Chapter 5 Results
5.1 Distribution and outliers
5.1.1 Histogram for attributes

From the histogram, there are several things we observed:
Volatile acidity, density, and pH seem to be normally distributed.
Alcohol level, fixed acidity, free sulfur dioxide, sulphates, and total sulfur dioxide are right skewed.
Chlorides and residual sugar have relatively low variance.
Citric acid seems to have a plateau-shaped distribution.
Most wine has the quality of 5 and 6.
5.1.2 Boxplot for attributes

From the boxplot, there are several things we observed:
All the attributes have quite many outliers except citric.acid and alcohol. As less outliers might implies better distribution of the attribute data, we should keep an eye on those two columns with few outliers.
The median of our dependent variable - quality is 6.
5.2 Pairwise attribute correlation
5.2.1 Scatterplot matrix

From the scattorplot matrix, we can observe that the following pairwise variables seem to have a linear correlation:
strong positive correlation: fixed acidity/citric acid, fixed acidity/density
strong negative correlation: fixed acidity/pH, density/alcohol
5.2.2 Correlation heatmap

From the correlation heatmap, we again confirm the conclusion above
Three attributes fixed acidity, citric acid and density are closely positively correlated.
Fixed acidity/pH, density/alcohol have high negative correlation.
The observation is consistent with one of our conjectures: Sweeter red wine implies higher density and lower pH.
p.s. For further analysis or feature selection, we could cluster all these attributes into one group.
5.3 Correlation between quality and attributes
Recall the correlation heatmap, we can also tell attributes such as alcohol, citric acid and volatile acidity seem to have a linear correlation with quality.
5.3.1 Sweetness/sourness v.s. Quality

When rookies first drink red wine, it's much easier to taste the level of sweetness and acidity. This common sense is consistent with our scatterplot for residual sugar and volatile acidity versus quality.
- Residual sugar vs Quality
We can see that only red wines with quality on or below average have high and middle residual sugar, while red wines with good quality only have low residual sugar. So, we guess if the red wine you taste is very sweet , the quality of the red wine you drink is probably on or below average.
- Volatile acidity vs Quality
Observe that only red wines with quality on or below average has high pH. So, we carry out a conjecture that if you taste the red wine is very sour, the quality red wine you drink is probably on or below average.
However, we have to keep in mind that the scattorplot above doesn't generate any linear correlation between quality and sweetness or sourness.

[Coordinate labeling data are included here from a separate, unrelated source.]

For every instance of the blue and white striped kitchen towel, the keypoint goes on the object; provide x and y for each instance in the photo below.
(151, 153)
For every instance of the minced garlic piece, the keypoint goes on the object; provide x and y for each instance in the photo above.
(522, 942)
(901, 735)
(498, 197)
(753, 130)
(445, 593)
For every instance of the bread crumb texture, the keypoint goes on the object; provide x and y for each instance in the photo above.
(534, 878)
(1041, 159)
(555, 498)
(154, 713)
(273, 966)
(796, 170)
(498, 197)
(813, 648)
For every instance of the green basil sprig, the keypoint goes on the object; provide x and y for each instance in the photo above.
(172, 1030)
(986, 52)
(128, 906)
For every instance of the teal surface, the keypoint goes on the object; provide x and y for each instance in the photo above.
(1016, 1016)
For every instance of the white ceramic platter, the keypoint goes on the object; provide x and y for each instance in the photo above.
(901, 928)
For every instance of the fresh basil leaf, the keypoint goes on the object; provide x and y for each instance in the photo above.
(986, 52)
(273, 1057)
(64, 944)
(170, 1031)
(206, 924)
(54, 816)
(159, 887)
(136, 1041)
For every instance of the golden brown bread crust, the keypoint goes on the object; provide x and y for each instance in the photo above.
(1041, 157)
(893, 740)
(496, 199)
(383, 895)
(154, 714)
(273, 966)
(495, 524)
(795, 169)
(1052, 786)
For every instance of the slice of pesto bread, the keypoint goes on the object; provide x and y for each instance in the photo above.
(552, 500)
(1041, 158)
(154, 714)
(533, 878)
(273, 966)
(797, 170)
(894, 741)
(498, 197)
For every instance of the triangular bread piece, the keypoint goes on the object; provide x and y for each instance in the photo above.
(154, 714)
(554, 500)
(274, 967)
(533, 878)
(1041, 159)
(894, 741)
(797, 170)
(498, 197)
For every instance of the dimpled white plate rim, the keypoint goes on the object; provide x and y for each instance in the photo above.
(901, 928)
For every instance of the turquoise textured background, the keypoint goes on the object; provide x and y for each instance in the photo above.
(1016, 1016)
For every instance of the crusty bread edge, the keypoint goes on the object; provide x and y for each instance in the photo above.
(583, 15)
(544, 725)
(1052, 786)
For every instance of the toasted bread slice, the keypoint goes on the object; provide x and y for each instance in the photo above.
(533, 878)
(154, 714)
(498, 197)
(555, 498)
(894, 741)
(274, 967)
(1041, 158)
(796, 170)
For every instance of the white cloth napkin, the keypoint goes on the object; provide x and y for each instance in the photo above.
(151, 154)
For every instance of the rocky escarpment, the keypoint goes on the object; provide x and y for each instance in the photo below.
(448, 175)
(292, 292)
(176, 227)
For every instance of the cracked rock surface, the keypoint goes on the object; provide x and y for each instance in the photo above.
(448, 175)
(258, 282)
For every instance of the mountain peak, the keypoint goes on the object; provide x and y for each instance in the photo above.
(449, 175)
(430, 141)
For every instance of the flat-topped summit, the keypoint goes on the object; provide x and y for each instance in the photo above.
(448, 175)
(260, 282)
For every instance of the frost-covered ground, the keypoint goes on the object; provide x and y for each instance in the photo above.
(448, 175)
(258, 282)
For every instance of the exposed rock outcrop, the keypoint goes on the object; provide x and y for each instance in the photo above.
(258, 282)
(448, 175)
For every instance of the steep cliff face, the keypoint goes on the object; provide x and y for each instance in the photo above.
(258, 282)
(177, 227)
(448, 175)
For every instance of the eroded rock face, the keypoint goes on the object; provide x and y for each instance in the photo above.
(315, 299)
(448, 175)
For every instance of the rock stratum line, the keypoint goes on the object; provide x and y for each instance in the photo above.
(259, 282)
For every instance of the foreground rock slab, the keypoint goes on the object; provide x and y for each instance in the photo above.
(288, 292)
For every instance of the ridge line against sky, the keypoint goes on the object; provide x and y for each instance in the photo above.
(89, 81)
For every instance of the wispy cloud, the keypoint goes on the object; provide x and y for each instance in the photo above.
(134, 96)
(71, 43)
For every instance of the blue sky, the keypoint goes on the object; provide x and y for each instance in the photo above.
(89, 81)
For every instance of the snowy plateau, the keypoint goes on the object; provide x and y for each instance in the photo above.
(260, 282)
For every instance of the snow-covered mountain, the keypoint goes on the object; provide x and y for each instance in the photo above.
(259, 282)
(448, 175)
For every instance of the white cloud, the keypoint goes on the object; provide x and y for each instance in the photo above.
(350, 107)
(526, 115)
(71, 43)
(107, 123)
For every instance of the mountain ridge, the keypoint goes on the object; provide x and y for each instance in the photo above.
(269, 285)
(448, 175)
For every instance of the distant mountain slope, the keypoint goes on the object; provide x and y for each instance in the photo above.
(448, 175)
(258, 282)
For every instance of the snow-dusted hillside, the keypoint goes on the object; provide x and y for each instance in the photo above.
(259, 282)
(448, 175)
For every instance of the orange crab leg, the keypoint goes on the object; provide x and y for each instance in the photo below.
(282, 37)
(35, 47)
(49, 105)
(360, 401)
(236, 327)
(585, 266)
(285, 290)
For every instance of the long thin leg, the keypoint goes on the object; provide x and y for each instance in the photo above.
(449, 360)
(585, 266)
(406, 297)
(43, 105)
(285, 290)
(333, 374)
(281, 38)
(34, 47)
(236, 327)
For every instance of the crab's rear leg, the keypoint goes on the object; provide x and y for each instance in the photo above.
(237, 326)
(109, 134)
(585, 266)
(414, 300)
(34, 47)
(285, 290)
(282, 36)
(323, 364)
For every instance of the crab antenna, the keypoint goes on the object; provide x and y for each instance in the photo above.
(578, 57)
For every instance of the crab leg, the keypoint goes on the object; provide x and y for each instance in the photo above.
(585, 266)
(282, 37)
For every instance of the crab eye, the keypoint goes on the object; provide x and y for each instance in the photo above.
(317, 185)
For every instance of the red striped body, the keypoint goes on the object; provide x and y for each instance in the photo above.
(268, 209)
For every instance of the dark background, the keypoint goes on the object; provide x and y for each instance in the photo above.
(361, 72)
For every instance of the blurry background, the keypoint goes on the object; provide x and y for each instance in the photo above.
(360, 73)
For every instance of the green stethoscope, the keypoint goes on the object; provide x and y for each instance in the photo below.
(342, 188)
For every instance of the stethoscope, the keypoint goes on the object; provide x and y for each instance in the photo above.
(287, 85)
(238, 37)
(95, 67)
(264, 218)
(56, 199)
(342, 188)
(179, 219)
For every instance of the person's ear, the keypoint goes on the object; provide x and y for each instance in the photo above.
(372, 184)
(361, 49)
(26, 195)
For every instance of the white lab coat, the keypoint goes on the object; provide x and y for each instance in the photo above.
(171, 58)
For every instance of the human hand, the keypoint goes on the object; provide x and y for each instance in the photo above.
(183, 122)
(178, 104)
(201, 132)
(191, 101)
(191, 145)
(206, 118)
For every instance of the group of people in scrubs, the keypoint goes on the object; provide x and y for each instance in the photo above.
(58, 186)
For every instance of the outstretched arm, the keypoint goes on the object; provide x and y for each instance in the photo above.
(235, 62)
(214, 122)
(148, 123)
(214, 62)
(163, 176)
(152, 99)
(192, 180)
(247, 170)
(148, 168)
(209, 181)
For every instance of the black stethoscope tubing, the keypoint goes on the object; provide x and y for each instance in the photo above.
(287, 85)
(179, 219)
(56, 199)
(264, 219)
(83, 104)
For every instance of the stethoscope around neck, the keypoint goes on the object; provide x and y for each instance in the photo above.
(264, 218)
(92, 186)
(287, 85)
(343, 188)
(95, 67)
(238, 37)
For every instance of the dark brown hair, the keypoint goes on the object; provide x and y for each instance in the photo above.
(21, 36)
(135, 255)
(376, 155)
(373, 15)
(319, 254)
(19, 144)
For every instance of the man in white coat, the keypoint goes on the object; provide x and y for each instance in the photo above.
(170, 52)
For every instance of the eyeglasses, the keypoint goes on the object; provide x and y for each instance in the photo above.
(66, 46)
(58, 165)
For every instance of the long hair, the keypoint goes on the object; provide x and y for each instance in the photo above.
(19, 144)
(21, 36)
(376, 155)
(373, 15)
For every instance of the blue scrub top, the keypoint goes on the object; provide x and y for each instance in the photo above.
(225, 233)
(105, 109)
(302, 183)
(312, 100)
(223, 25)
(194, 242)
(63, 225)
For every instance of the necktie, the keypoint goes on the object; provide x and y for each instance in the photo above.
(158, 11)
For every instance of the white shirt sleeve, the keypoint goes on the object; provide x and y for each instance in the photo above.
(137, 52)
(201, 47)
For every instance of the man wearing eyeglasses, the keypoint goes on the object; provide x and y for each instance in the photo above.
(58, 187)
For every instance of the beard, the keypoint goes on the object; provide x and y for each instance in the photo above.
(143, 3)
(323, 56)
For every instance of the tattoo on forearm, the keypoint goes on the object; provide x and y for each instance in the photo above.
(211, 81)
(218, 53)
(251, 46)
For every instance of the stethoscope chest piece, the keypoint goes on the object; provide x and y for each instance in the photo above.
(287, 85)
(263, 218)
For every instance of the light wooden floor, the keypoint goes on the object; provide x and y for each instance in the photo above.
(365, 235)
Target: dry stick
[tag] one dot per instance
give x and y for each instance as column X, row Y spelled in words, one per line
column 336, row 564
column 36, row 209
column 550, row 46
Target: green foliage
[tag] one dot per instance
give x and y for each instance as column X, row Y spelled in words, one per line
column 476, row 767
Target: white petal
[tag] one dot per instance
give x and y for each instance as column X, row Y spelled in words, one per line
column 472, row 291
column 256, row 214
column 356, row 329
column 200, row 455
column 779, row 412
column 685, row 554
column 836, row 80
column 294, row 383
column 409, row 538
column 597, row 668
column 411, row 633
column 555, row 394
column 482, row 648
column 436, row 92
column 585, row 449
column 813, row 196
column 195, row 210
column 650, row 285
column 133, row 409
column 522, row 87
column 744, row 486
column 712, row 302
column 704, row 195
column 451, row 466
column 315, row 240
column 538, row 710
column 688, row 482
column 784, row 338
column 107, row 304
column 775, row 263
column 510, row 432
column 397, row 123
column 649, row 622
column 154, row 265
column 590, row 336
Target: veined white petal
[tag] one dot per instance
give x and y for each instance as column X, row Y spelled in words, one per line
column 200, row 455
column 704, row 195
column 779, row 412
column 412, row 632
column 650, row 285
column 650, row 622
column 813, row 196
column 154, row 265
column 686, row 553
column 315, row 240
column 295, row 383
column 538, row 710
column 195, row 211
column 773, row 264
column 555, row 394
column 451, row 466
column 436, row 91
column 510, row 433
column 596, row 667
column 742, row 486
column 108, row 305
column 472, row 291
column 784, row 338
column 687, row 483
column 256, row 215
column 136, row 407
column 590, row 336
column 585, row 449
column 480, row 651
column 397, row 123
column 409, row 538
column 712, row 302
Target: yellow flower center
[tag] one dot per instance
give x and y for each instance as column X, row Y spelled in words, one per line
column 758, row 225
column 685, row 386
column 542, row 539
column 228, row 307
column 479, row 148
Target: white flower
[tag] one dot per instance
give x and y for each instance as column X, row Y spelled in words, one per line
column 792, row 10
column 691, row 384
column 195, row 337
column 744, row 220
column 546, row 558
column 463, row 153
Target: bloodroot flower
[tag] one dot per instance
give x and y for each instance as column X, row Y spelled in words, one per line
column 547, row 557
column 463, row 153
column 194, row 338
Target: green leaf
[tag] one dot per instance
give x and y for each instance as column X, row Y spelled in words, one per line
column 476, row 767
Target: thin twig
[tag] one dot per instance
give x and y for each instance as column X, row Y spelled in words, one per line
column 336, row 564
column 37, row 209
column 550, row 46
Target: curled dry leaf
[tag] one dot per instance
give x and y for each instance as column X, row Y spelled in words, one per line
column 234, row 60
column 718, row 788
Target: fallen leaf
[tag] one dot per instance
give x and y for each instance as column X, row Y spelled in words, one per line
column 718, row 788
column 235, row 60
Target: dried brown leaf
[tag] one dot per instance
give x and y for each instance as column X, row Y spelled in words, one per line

Now, from the boxplot above, we observe that neithe quality/residual sugar nor quality/pH have a linear correlation. That is, the sweetness or sourness is probably not the key attribute that affects the red wine quality most. This surprising observation does make sense, according to an article from Wine Enthusiast, the acidity and pH correlates to "how our mouth work" instead of the red wine quality per se. https://www.winemag.com/2019/06/19/what-is-acidity-in-wine/
5.3.2 Alcohol v.s. Quality
Now we shift the focus to another common and important attribute: alcohol.

Alcohol has the strongest positive correlation with quality in our dataset. And from this graph, we can clearly see this relationship. Better wines have a high alcohol percentage. It is either because strong wines are more tasty or people who rates wines are wine lovers and they favor strong wines.
5.4 Pairwise attributes v.s. Quality
Then, let's study how the combination of two variables affects quality by looking at some multivariate graphs.
5.4.1 Alcohol + Volatile acidity

From the graph above, wee can see that good wines have higher alcohol and low volatile acidity levels than the other two groups with some outliers. The wine with the highest alcohol level scored only a 5 in quality. Also, the poor wines seem to have a dispersed distribution suggesting that people are consistent in the standards of good wines but inconsistent in the standards of poor wines.
5.4.2 Alcohol + Chlorides

This graph is interesting because it shows that most wines that have high chlorides level are categorized as average wines. This pattern suggests that chlorides may have a non-linear relationship with quality.
5.4.3 Volatile Acidity + Chlorides

This graph supports our theory before that people have consistent standards of good wine and inconsistent standards of poor wines. Because all good wines are clustered in the lower left corner of the graph and poor wines have dispersed distribution.
5.5 Parallel coordinate plot for quality

We factorize quality into two category: poor (0-5) and good (5-10) for a better visualization.
In this parallel coordinate plot, though the quality cluster is not very distinct, we can still observe some linear relations between different attributes:
positive trend between sulphates ans alcohol and, the alcohol of good wine is higher than the one of the poor cluster.
negative trend between fixed acidity and volatile acidity and most good wines have lower volatile acidity than the poor ones.